The matter of patent and latent defects falls under the law of real property and the issue of disclosure.
A Patent defect is clear, apparent, observable and not hidden from view.
A Latent defect is not readily apparent to the eye and can only be determined with some degree of investigation.
A material fact is a defined term under the Code of Ethics. Basically, it means something “important”, but it is defined to be “…..a fact that would affect a reasonable person’s decision to acquire or dispose of…..” an interest in property.
Registrants must investigate and determine material facts, and disclose them to clients. In respect to customers, the disclosure obligation is lessened somewhat to “known material facts” and those material facts which “ought to have been known”. In practice, there may not really be a distinction between these two standards.
The big difference arises when it comes to the seller.

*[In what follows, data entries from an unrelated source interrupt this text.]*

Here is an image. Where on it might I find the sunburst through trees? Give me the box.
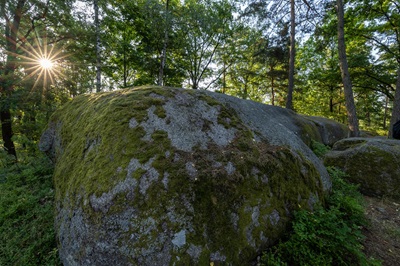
[17,38,67,88]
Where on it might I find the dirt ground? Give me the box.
[363,196,400,266]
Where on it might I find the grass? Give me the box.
[261,145,380,265]
[0,153,61,266]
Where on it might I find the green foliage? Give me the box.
[262,168,379,265]
[0,153,61,265]
[311,140,330,158]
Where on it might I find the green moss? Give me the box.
[48,87,323,264]
[324,143,400,199]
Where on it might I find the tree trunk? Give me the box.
[0,0,26,159]
[286,0,296,110]
[383,95,389,129]
[0,108,17,158]
[157,0,169,86]
[337,0,360,137]
[389,67,400,138]
[93,0,101,92]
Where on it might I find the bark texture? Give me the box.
[286,0,296,110]
[337,0,360,137]
[389,67,400,138]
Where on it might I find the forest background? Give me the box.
[0,0,400,264]
[0,0,400,160]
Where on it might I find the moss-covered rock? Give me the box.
[324,137,400,199]
[40,87,331,265]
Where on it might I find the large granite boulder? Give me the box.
[324,137,400,199]
[40,87,331,265]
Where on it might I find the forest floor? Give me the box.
[363,196,400,266]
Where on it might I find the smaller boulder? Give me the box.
[324,137,400,199]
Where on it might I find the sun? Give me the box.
[39,58,54,70]
[11,35,68,88]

The seller is under no obligation whatsoever to disclose material facts, or any facts, at all. That is contrary to the registrant’s obligations and may bring them into conflict.
The seller basically has the right to remain silent. However, once he breaks his silence, then he must volunteer the truth. An omission at this point could lead to liability.
The seller does not have to mention patent defects, because they should be obvious to all. The only obligation might arise in respect to latent defects which make the premises unsafe or unfit for human habitation.
Any concealment of a patent defect could require comment and disclosure by the seller. Some courts have interpreted such an action to constitute a fraudulent activity and would be actionable.
When it comes to a seller’s obligation to disclose, that seems to be:
1) patent defects, which are concealed, and
2) latent defects, which render the premises unsafe or unfit for human habitation.
Naturally, there are sellers like new home builders whose obligations are regulated by statute.